Pessoalmente, tenho dois tópicos a somar à discussão.
Primeiro, se vocês repararem bem, se trata de uma PEC que
amplia em muito pouco os direitos das domésticas. O Cfemea explicou direitinho
na notícia de 3 de abril de 2013, Novos
direitos das trabalhadoras domésticas estão em vigor a partir de hoje: “Até
hoje, as trabalhadoras domésticas tinham direito a salário mínimo, à
irredutibilidade da remuneração, a décimo terceiro salário, repouso semanal remunerado,
férias, à licença-maternidade e licença-paternidade, a aviso prévio, à
aposentadoria e à Previdência Social. Com os novos direitos incluídos no Artigo
7º da Constituição, esses trabalhadores terão garantia de jornada semanal de 44
horas, hora extra, Fundo de Garantia do Tempo de Serviço (FGTS) e de
seguro-desemprego”.
Ora, o que se percebe é que a única coisa que a PEC faz mesmo
é desfazer a Lei
10.208, de 2001, que indicava o FGTS como facultativo para as domésticas
(e, portanto, também o seguro-desemprego). No bolso da patroa e do patrão, esse
custo é muito baixo: 8% do salário. Faz a conta aí: pra quem paga o salário
mínimo, não custa nem R$ 50,00 a mais por mês. Vamos combinar: quem tem
empregada doméstica e não pode acrescentar cinquenta reais no custo, é porque
não está pagando o que já deve à sua empregada muito antes da PEC. Quem estava
pagando tudo que devia menos o facultativo, só vai ter trabalho no começo para
fazer o FGTS (e não é tão difícil assim, como o próprio site
da Caixa mostra).
Tem alguma coisa muito errada – esquizofrênica mesmo,
como eu já escrevi antes – quando os comentários sobre o impacto da PEC debatem
sobre “demissão em massa”, ou sobre “impossibilidade de manter a empregada
nessas condições”. Que condições, 8% a mais de recolhimento? Os “novos”
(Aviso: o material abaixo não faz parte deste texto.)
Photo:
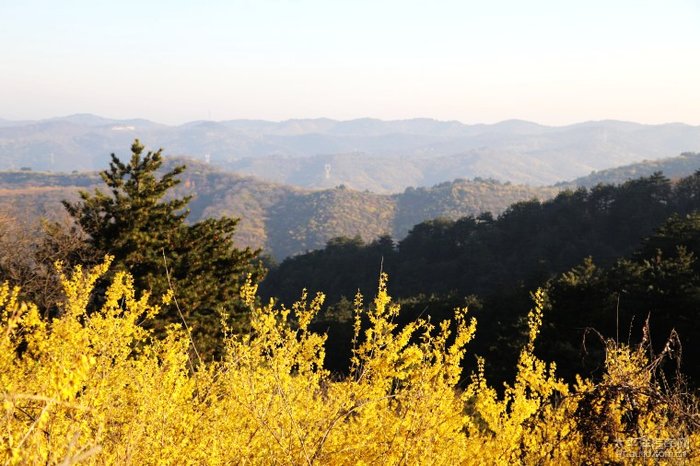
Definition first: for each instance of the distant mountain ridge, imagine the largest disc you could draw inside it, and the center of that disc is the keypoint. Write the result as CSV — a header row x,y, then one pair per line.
x,y
285,220
363,154
683,165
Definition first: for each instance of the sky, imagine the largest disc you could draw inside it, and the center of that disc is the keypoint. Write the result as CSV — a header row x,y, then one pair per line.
x,y
552,62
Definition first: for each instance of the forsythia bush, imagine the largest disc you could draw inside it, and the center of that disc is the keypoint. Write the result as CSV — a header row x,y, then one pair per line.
x,y
98,388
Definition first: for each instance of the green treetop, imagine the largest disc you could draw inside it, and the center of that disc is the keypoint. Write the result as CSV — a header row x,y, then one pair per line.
x,y
147,234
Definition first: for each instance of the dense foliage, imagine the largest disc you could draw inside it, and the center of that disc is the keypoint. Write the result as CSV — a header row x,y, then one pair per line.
x,y
99,388
284,220
148,237
492,264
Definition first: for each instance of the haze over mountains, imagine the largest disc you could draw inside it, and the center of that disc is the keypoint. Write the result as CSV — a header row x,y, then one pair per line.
x,y
365,154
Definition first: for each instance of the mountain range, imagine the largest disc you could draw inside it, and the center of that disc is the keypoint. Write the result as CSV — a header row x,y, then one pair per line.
x,y
283,220
364,154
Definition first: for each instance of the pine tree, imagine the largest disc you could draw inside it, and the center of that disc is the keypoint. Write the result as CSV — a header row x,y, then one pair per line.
x,y
147,234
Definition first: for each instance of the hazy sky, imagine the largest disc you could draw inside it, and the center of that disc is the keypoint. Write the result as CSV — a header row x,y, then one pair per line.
x,y
554,62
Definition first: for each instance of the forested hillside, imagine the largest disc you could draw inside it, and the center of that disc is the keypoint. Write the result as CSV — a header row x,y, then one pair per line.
x,y
284,220
492,263
140,336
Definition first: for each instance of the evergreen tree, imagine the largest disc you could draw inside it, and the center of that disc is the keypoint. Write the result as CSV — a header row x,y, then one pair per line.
x,y
146,232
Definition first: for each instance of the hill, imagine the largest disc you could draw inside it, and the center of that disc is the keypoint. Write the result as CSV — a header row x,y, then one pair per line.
x,y
286,220
364,154
674,167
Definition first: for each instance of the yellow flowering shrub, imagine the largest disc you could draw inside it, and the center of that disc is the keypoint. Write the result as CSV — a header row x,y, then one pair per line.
x,y
99,388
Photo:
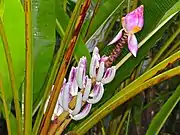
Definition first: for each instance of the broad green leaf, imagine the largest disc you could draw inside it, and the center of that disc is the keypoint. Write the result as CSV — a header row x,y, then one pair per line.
x,y
1,8
80,49
165,111
43,23
14,27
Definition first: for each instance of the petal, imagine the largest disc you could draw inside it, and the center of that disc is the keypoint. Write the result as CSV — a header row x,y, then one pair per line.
x,y
98,97
87,90
132,44
96,52
46,104
81,77
81,71
72,75
95,90
117,37
55,112
109,75
93,66
74,88
66,97
78,106
60,110
104,58
60,98
82,114
134,21
73,82
100,71
140,16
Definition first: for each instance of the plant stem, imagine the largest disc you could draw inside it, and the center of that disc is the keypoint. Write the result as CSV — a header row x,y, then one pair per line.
x,y
63,68
137,86
174,47
163,49
122,122
54,69
90,23
28,70
11,75
6,110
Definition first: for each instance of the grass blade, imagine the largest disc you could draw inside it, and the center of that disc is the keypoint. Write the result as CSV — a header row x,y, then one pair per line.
x,y
6,110
11,75
29,70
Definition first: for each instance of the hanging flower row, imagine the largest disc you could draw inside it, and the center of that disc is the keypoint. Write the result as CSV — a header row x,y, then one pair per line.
x,y
88,89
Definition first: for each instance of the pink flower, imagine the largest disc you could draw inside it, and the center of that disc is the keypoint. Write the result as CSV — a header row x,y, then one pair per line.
x,y
131,23
97,68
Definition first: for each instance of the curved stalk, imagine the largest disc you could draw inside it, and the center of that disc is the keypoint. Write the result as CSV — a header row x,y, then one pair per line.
x,y
6,110
163,49
28,70
11,75
146,39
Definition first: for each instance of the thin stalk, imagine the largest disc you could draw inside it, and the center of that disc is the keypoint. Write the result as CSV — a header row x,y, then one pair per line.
x,y
128,6
55,66
63,69
28,70
163,49
128,121
90,23
174,47
62,127
6,110
102,128
122,122
11,75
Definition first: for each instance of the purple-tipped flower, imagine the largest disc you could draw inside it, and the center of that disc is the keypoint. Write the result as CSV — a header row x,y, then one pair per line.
x,y
97,68
132,23
83,113
81,72
96,94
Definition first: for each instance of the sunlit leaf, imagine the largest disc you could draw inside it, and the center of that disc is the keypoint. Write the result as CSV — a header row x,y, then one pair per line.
x,y
13,13
165,111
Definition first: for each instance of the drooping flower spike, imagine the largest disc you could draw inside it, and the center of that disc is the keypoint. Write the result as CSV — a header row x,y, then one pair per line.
x,y
86,89
131,23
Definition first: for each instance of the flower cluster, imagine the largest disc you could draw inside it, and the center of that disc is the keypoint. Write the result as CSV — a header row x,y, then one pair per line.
x,y
88,89
131,23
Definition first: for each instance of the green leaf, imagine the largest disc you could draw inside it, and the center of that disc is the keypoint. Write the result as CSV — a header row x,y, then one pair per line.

direitos das domésticas são bem velhos e quem não estava seguindo administrava
sua casa em condições ilegais (para se dizer o mínimo). Enquanto escrevia este
texto, me deparei com um outro texto ótimo sobre o “impacto financeiro” dos
“novos” direitos das domésticas, que apresenta várias ideias que eu queria
dizer (destaque especial para as “contas” dos “custos” da PEC): PEC
das Domésticas: não curtiu, faça você mesmo.
Ah, mas e a jornada semanal de 44 horas e a hora extra?
É aqui que entra meu segundo tópico. Quanto tempo se gasta
com o trabalho doméstico? No meio das mazelas que se lê sobre a PEC, aparece a
recomendação da divisão do trabalho doméstico entre homens e mulheres. Parece
bem razoável: aproveitemos a onda da PEC e reivindiquemos o fim da divisão
sexual desigual do trabalho doméstico. Também quero! Até que li um “seja
feminista, limpe a própria sujeira” e entendi que outra coisa está em jogo
nessa história toda: a desvalorização do trabalho doméstico em geral. Depois
destas linhas, já deu tempo para pensar e responder: quanto tempo se gasta com
o trabalho doméstico? Eu cansei de ouvir mulheres diversas dizerem que “serviço
de casa não vence”, o que quer dizer que nunca acaba, que se reproduz e, no
fundo, que ninguém colabora com quem faz.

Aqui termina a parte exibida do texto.